= Henry T. Schnittkind =

American author and translator

Henry Thomas Schnittkind (pseudonym Henry Thomas; 18 August 1888 Russia – 25 December 1970 Bridgeport, Connecticut) was an American author and translator.

== Career ==
Schnittkind was born in Meretz, Russian Empire (now Vilnius, Lithuania) in 1888. He immigrated to New York just prior to his 10th birthday. Schnittkind earned three degrees from Harvard: a Bachelor of Arts in 1909, a Master of Arts in 1910, and a PhD in 1913. He was an organizer in 1915 of the Boston-based Stratford Publishing Company, and served as President from inception until 1930. Schnittkind also was an editor of The Stratford Journal. The Stratford Publishing Company merged with the American Bookbinding Company and was renamed American Book-Stratford Press, Inc., based in New York City, headed by Louis Satenstein (1874–1947).

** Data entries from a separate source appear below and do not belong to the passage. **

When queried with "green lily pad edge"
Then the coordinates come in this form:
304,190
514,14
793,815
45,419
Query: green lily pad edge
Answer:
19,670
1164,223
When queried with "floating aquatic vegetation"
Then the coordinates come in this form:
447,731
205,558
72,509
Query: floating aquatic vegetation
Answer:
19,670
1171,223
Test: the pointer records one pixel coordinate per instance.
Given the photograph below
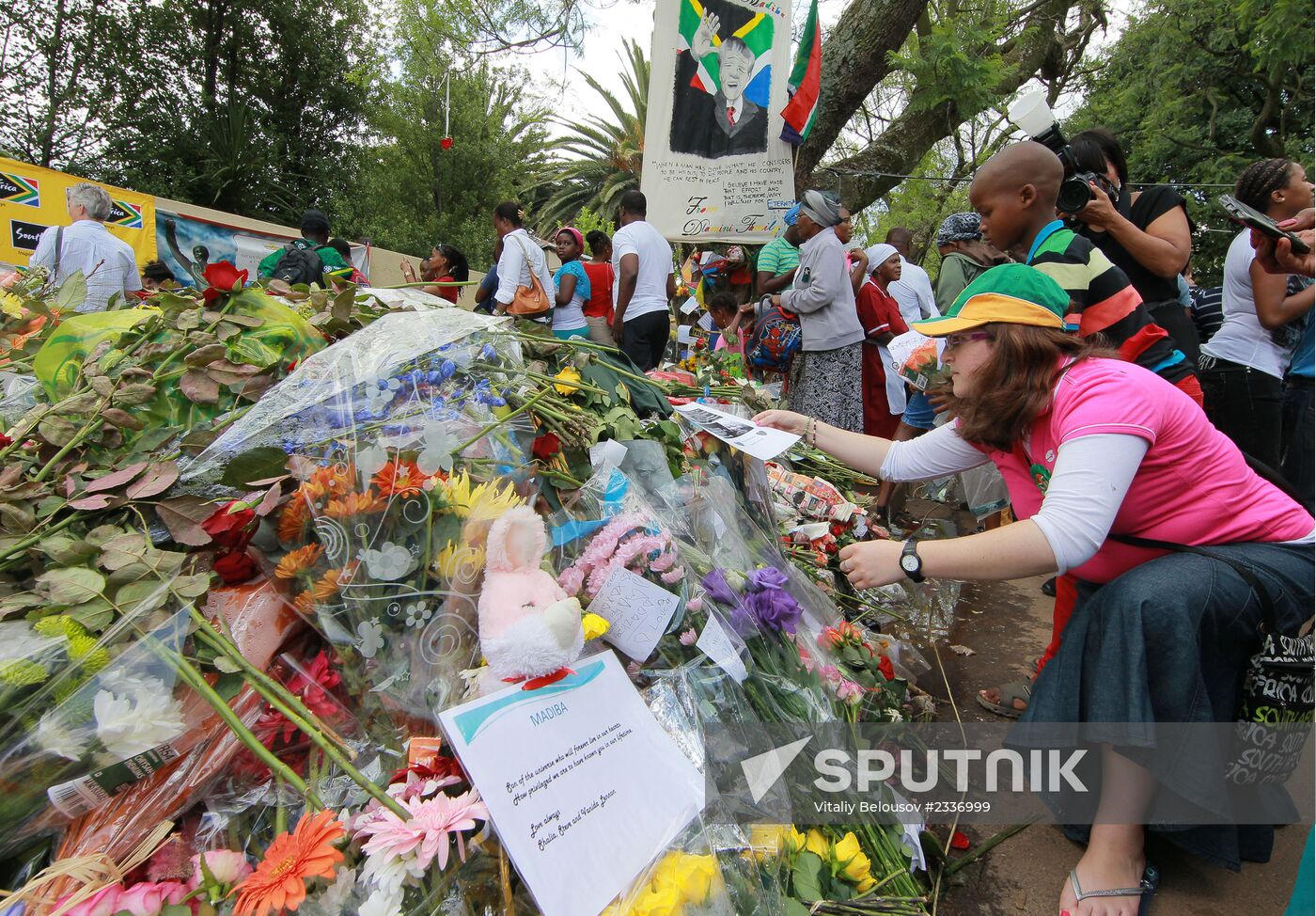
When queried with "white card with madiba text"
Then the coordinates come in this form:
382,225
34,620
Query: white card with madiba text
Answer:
583,786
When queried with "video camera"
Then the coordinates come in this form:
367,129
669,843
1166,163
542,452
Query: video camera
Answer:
1033,116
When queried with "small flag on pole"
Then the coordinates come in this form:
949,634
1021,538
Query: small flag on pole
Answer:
806,82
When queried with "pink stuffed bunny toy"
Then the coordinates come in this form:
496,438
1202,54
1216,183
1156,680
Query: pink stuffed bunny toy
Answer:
529,626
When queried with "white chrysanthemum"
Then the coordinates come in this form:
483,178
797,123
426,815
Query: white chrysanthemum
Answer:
52,735
138,719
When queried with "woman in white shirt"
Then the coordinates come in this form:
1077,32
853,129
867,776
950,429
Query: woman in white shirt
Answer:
520,257
1243,365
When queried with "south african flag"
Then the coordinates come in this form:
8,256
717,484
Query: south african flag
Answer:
19,190
757,35
125,214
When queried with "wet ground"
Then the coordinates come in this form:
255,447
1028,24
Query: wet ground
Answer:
1007,624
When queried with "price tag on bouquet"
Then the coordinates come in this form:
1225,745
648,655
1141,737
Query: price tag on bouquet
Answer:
582,783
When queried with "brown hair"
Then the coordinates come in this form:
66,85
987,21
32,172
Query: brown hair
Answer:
1016,383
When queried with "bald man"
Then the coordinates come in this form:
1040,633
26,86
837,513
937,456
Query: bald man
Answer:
1015,195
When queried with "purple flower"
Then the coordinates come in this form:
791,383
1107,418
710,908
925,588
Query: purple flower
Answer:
773,607
769,576
714,583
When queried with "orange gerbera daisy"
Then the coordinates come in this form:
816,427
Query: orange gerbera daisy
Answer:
329,583
292,520
305,603
279,882
332,481
354,504
399,478
298,561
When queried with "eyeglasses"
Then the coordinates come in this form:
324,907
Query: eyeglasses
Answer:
956,340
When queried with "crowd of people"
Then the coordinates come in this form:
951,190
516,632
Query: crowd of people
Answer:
1153,440
1165,490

== Selected bibliography ==

- Alice and the Stork (1915)
- Representative American poetry (1916)
- Stories of the steppe Maksim Gorky (translator) (1918)
- Nine humorous tales by Anton Pavlovich Chekhov (1918) (translator)
- The Story of Eugene Debs (1929)
- The story of the human race; a biographical outline of history (1935)
- Living biographies of great painters (1940)
- Living biographies of famous rulers (1940)
- Living biographies of great composers (1940)
- Living biographies of great philosophers (1941)
- Living biographies of great scientists (1941)
- Living biographies of great poets (1941)
- Living biographies of famous women (1942)
- Living biographies of American statesmen (1942)
- Living biographies of religious leaders (1942)
- Living biographies of famous novelists (1943)
- Living biographies of famous men (1944)
- Living biographies of famous Americans (1946)
- 50 great Americans : their inspiring lives and achievements (1948)
- Better English Made Easy (The Henry Thomas Method), Greystone Press (1954);
- 50 great modern lives; inspiring biographies of men and women who have guided mankind to a better world (1956)
- Copernicus (1960)
- Understanding the great philosophers (1962)
- Biographical encyclopedia of philosophy (1965)

== Pseudonyms ==
- Henry Thomas
- Dana Lee Thomas is thought to be a pseudonym of Henry Thomas Schnittkind. However, he and his wife, Sarah E. Wainchel (maiden; born around 1893) – whom he married February 22, 1915, in Lynn, Massachusetts – had a son named Dana Lee Thomas.